Yeah, that annoyed me. It felt like replacing a movie ending that would have been more true to the story and genre with something cookie cutter action movie because obviously there hadn’t been enough punching and shooting already.
2 replies on “Elysium”
Yup, totally agree with this. Kruger was a very effective monster, but he wasn’t a very deep character. (also it kept throwing me because Wikus.)
Blomkamp did a good job but yes, not as good as with District 9, probably because he’s intimately familiar with South Africa, but not so much with the US. The movie is good, but not excellent.
I liked the ending, weirdly enough, because Max ~did~ die. It’s okay to have a hero survive, but when it happens ~all the time~ that starts to sap some of the impact from supposedly deadly situations. Max put other people’s lives before his, at the cost of his own, which is more heroic than leaping into a deathtrap for the adrenaline rush. :P
Part of the appeal of Blomkamp’s movies is that his main characters don’t start out as heroes, they ~become~ heroes through their choices as the story progresses, and the choices are hard ones that we can sympathize with, so if they occasionally fall down on the job, it’s not that the character is a bad person, it’s that they’re human.
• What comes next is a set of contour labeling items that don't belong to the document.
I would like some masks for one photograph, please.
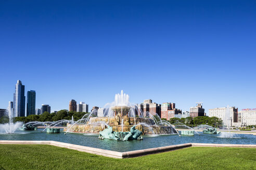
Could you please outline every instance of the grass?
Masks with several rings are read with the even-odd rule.
[[[190,147],[117,159],[49,145],[0,145],[0,169],[256,169],[256,148]],[[2,169],[1,169],[2,168]]]

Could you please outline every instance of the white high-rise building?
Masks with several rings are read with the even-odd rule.
[[[88,105],[84,102],[80,102],[76,105],[76,112],[88,112]]]
[[[105,108],[99,108],[98,109],[98,112],[97,112],[97,116],[98,117],[104,117],[105,116],[104,115],[104,112],[106,109]]]
[[[238,114],[238,122],[240,125],[256,125],[256,108],[244,109]]]
[[[35,115],[40,115],[41,114],[41,109],[35,109]]]
[[[182,118],[186,118],[190,116],[189,111],[186,111],[185,112],[182,112]]]
[[[25,86],[22,85],[21,81],[18,80],[15,85],[15,92],[14,94],[14,117],[25,116],[24,91]]]

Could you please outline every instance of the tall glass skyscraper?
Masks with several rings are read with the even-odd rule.
[[[14,117],[25,116],[25,86],[18,80],[14,94]]]
[[[50,114],[50,106],[49,106],[49,105],[46,105],[46,104],[42,105],[41,114],[43,114],[44,112],[46,111]]]
[[[35,115],[35,91],[30,90],[27,93],[27,116]]]

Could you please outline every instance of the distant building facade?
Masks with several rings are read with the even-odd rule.
[[[161,105],[156,103],[150,103],[149,112],[152,115],[157,114],[161,117]]]
[[[76,105],[76,112],[88,112],[88,106],[84,102],[80,102],[80,103]]]
[[[106,111],[105,108],[99,108],[98,109],[97,116],[98,117],[104,117],[104,113]]]
[[[41,114],[43,114],[44,112],[46,111],[50,114],[50,106],[49,106],[49,105],[46,105],[46,104],[42,105]]]
[[[93,108],[91,110],[91,112],[93,111],[93,115],[98,116],[98,109],[99,107],[98,106],[93,106]]]
[[[175,108],[174,103],[163,103],[161,106],[161,118],[170,119],[175,117],[175,114],[181,114],[182,110]]]
[[[146,103],[146,104],[152,103],[152,100],[151,99],[145,100],[143,101],[143,103]]]
[[[182,118],[182,114],[175,114],[174,118],[181,119]]]
[[[8,105],[8,111],[10,111],[11,116],[14,116],[14,102],[9,102]]]
[[[30,90],[27,93],[27,116],[35,114],[35,91]]]
[[[93,111],[93,110],[98,110],[99,109],[99,107],[98,106],[93,106],[93,108],[92,109],[92,110],[91,110],[91,111]]]
[[[196,107],[191,107],[189,110],[190,116],[195,118],[198,116],[204,116],[204,109],[201,103],[198,103]]]
[[[227,107],[220,107],[215,108],[214,109],[209,109],[209,117],[216,117],[218,118],[221,118],[223,121],[223,123],[225,125],[229,125],[233,126],[234,125],[234,123],[237,123],[238,122],[238,109],[236,108],[235,107],[229,107],[229,115],[230,114],[230,118],[227,118],[228,120],[226,119],[226,111]],[[228,121],[228,122],[225,122],[225,121]],[[230,121],[230,123],[229,121]]]
[[[186,118],[190,116],[189,111],[186,111],[182,112],[182,118]]]
[[[149,117],[150,114],[161,116],[161,105],[152,103],[151,99],[145,100],[143,103],[138,104],[135,106],[136,113],[139,117]]]
[[[74,100],[69,101],[69,111],[76,111],[76,102]]]
[[[256,125],[256,108],[243,109],[238,113],[240,126]]]
[[[36,115],[40,115],[41,114],[41,109],[35,109],[35,114]]]
[[[7,110],[4,109],[0,109],[0,118],[5,116],[6,112]]]
[[[18,80],[16,85],[15,85],[15,92],[14,94],[14,117],[25,116],[24,92],[25,86],[22,85],[21,81]]]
It shows that heroes are just people who make tough choices, not mixed up in a hero-lab somewhere, which is what a lot of action flicks feel like.
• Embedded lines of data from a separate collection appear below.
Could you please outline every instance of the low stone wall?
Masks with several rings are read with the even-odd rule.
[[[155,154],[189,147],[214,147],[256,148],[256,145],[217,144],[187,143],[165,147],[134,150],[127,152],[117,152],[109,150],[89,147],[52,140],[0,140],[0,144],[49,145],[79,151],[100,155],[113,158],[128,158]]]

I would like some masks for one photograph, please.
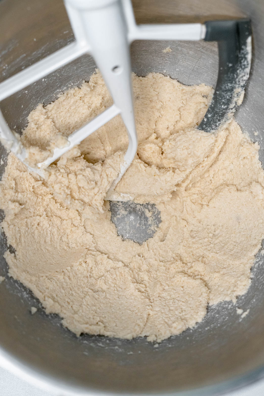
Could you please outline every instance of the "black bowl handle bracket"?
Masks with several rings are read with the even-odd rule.
[[[211,103],[198,127],[212,132],[223,126],[243,100],[251,64],[249,19],[205,22],[205,41],[218,43],[217,81]]]

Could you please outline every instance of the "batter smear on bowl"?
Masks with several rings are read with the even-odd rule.
[[[2,226],[15,253],[11,276],[47,312],[82,333],[158,341],[194,327],[208,304],[247,291],[264,234],[259,147],[232,119],[196,129],[212,89],[158,73],[133,76],[139,145],[116,188],[154,204],[161,222],[140,244],[118,236],[107,192],[127,140],[117,116],[46,170],[32,175],[12,154],[1,182]],[[112,103],[99,74],[28,116],[21,139],[34,164],[54,142]]]

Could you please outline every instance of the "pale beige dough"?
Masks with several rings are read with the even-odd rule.
[[[153,202],[161,223],[122,240],[106,194],[127,144],[119,116],[63,156],[44,181],[9,154],[1,183],[9,274],[82,333],[160,341],[194,327],[207,304],[246,291],[264,234],[258,146],[231,120],[196,129],[211,89],[133,74],[137,155],[116,188]],[[34,164],[112,103],[100,74],[31,112],[21,139]]]

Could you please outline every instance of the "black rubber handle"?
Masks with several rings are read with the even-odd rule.
[[[211,132],[228,119],[237,106],[249,74],[251,28],[249,19],[205,22],[204,40],[217,41],[218,76],[215,93],[198,129]]]

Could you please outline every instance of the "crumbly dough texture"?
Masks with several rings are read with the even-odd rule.
[[[264,230],[259,147],[234,120],[195,129],[211,88],[133,76],[139,145],[117,194],[155,203],[161,222],[142,245],[122,240],[104,200],[127,144],[120,116],[47,169],[13,154],[0,185],[9,274],[47,312],[82,333],[158,341],[201,321],[208,303],[245,293]],[[98,73],[39,105],[21,138],[34,164],[112,103]]]

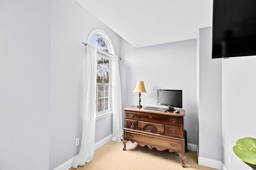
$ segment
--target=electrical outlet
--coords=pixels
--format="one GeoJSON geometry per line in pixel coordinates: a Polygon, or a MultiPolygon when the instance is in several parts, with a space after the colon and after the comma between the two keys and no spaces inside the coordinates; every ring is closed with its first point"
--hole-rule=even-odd
{"type": "Polygon", "coordinates": [[[79,145],[79,138],[76,139],[76,146],[79,145]]]}

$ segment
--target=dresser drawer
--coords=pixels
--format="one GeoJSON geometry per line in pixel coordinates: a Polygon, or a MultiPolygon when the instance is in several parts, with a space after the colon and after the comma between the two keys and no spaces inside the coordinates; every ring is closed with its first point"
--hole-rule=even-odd
{"type": "Polygon", "coordinates": [[[135,120],[125,119],[125,127],[127,128],[137,129],[138,129],[137,121],[135,120]]]}
{"type": "Polygon", "coordinates": [[[183,137],[183,133],[181,127],[165,125],[165,134],[180,138],[183,137]]]}
{"type": "Polygon", "coordinates": [[[163,134],[164,126],[162,124],[138,121],[138,129],[141,131],[163,134]]]}
{"type": "Polygon", "coordinates": [[[126,140],[142,142],[152,145],[159,146],[166,149],[182,150],[182,141],[154,135],[140,133],[135,132],[125,131],[124,139],[126,140]]]}
{"type": "Polygon", "coordinates": [[[183,123],[182,118],[180,117],[161,116],[150,113],[129,111],[125,111],[125,118],[180,126],[181,126],[183,123]]]}

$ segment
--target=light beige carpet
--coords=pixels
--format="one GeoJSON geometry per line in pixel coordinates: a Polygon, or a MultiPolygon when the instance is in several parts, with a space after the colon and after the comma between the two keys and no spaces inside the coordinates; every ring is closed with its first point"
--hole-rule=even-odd
{"type": "MultiPolygon", "coordinates": [[[[168,150],[162,151],[155,148],[150,150],[146,146],[142,147],[136,142],[126,143],[126,150],[122,149],[122,142],[111,141],[96,150],[92,160],[79,170],[212,170],[199,165],[196,152],[186,152],[185,163],[182,168],[181,158],[168,150]]],[[[71,168],[75,170],[76,169],[71,168]]]]}

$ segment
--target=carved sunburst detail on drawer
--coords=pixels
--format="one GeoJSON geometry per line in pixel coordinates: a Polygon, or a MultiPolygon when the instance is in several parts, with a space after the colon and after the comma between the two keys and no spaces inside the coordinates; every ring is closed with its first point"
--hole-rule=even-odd
{"type": "Polygon", "coordinates": [[[143,130],[150,132],[153,132],[153,133],[159,133],[157,127],[154,125],[150,123],[145,125],[143,127],[143,130]]]}

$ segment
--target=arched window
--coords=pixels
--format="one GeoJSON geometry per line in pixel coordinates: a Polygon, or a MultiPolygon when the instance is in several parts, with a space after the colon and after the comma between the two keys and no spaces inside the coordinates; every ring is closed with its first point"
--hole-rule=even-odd
{"type": "Polygon", "coordinates": [[[89,35],[87,42],[98,49],[96,91],[96,119],[112,114],[112,60],[115,54],[112,42],[106,33],[96,29],[89,35]]]}
{"type": "Polygon", "coordinates": [[[88,43],[109,54],[115,55],[112,41],[108,35],[100,29],[95,29],[90,33],[88,43]]]}

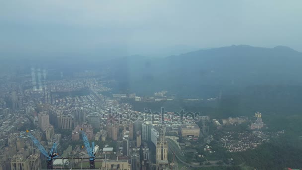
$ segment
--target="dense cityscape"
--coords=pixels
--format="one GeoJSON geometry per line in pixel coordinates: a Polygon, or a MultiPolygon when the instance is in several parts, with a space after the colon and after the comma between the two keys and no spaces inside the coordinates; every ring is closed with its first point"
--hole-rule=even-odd
{"type": "Polygon", "coordinates": [[[302,170],[302,0],[0,0],[0,170],[302,170]]]}
{"type": "Polygon", "coordinates": [[[46,73],[32,67],[31,74],[23,75],[19,84],[10,82],[9,77],[1,78],[5,83],[1,84],[0,93],[1,170],[231,166],[232,158],[212,158],[217,151],[212,149],[213,141],[227,152],[237,152],[254,149],[284,132],[261,131],[265,125],[259,112],[250,116],[255,120],[252,121],[247,116],[211,119],[199,113],[168,112],[164,108],[160,112],[148,108],[136,111],[125,101],[152,103],[174,99],[166,96],[167,91],[144,97],[111,94],[113,89],[105,85],[113,80],[90,76],[48,81],[46,73]],[[246,131],[230,130],[216,139],[220,135],[215,133],[225,127],[242,124],[246,124],[246,131]],[[214,132],[211,134],[209,129],[214,132]],[[55,156],[46,156],[49,151],[55,156]],[[196,157],[188,159],[192,154],[196,157]]]}

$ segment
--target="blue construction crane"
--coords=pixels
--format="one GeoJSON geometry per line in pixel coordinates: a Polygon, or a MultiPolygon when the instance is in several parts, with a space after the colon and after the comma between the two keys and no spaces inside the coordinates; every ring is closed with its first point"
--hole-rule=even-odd
{"type": "Polygon", "coordinates": [[[52,169],[53,160],[59,156],[59,154],[57,152],[57,145],[56,145],[56,143],[54,142],[51,150],[48,153],[40,142],[39,142],[39,141],[36,139],[28,130],[26,130],[26,132],[28,133],[28,135],[31,138],[37,148],[38,148],[40,151],[47,158],[47,161],[46,161],[46,163],[47,163],[47,169],[52,169]]]}
{"type": "Polygon", "coordinates": [[[88,155],[89,157],[89,162],[90,169],[94,169],[95,168],[95,165],[94,164],[94,160],[95,160],[95,154],[94,154],[94,142],[92,141],[91,146],[90,147],[90,144],[89,143],[89,140],[88,139],[88,137],[86,135],[86,133],[83,131],[83,129],[81,129],[81,131],[82,132],[82,135],[83,135],[83,141],[84,141],[85,147],[86,147],[87,152],[88,153],[88,155]]]}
I was actually totally okay with the ending, other than the fact that the encryption thing seems a bit weird and one-note and MacGuffin-y just to make sure that Max WOULD die. (Like… how is it Spider and Kruger can basically tell what the data is and look at it, but it’s supposedly super encrypted? What?)
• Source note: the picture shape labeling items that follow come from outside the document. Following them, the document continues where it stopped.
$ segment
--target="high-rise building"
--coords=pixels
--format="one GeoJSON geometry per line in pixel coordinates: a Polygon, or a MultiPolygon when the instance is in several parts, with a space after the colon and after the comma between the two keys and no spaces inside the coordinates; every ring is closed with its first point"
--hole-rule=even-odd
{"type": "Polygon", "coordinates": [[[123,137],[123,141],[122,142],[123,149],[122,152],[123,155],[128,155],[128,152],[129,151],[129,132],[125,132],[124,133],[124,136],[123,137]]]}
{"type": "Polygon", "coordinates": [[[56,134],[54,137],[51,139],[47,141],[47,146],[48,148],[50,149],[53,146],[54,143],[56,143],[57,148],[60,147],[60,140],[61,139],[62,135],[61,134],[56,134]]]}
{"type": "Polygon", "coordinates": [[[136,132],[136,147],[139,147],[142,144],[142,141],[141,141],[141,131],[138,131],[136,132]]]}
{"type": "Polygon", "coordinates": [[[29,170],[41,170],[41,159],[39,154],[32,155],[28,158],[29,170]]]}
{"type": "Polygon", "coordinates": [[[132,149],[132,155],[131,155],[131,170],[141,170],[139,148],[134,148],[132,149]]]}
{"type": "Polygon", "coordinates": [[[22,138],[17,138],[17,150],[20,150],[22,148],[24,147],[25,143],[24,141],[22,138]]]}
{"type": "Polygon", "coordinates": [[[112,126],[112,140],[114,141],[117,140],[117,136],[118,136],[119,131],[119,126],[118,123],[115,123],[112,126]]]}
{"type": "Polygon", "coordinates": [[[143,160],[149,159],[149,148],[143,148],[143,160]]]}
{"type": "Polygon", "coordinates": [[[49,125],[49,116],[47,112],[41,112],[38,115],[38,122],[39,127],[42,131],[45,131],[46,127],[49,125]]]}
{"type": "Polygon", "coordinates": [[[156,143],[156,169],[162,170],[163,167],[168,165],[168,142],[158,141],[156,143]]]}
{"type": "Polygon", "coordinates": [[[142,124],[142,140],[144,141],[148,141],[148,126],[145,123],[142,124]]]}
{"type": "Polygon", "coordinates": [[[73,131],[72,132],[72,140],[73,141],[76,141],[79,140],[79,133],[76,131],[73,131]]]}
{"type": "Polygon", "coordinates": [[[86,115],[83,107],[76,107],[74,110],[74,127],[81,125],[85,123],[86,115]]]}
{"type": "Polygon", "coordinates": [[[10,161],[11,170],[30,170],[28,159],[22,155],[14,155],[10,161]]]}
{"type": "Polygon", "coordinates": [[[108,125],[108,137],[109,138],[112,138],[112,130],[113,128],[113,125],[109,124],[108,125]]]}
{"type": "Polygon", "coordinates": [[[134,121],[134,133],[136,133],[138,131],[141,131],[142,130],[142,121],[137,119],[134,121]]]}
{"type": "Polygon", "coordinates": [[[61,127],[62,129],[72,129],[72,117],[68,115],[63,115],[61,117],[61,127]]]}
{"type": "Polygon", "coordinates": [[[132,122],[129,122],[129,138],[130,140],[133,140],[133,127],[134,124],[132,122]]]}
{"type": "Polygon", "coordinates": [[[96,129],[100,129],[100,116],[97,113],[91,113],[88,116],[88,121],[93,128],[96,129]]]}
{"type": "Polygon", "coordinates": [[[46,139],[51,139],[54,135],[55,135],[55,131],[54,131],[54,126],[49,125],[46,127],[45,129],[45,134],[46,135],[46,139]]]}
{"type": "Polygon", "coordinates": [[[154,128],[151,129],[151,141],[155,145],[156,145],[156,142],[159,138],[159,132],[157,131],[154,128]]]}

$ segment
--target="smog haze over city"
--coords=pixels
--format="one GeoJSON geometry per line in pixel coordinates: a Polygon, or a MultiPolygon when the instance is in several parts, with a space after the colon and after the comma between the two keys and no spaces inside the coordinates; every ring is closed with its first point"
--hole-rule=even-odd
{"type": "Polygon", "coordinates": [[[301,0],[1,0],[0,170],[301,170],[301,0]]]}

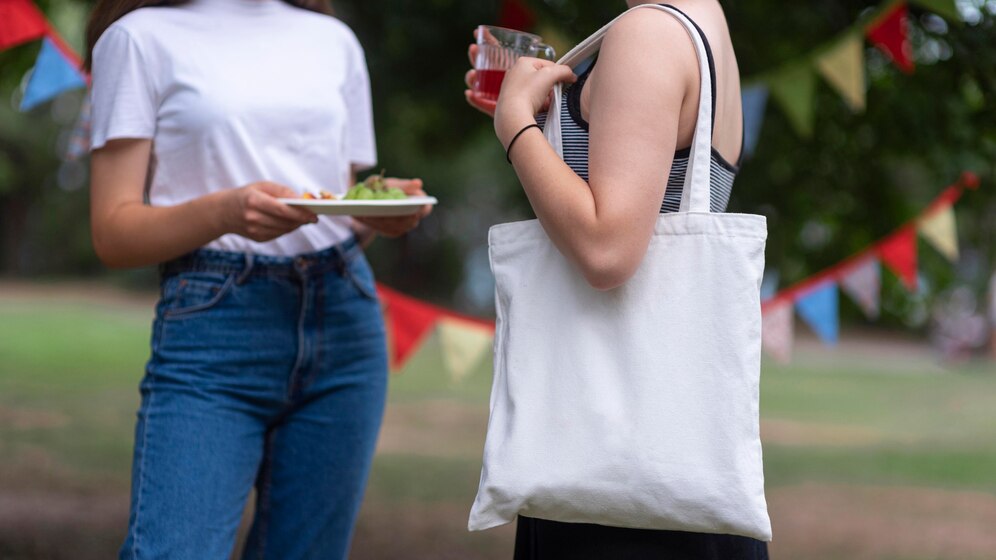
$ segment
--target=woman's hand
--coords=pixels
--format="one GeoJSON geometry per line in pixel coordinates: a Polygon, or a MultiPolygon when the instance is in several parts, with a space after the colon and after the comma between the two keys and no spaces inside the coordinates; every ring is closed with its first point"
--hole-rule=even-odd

I didn’t necessarily feel the profound change in Max from non-hero to hero… and I think that’s kind of Matt Damon’s fault. I never really got the moral ambiguity from the way he was playing the character. The only time he really ever stumbles about doing the right thing was when he walked away from Frey and her daughter, and even then he was at least nominally trying to make it so Kruger wouldn’t find them. I don’t know.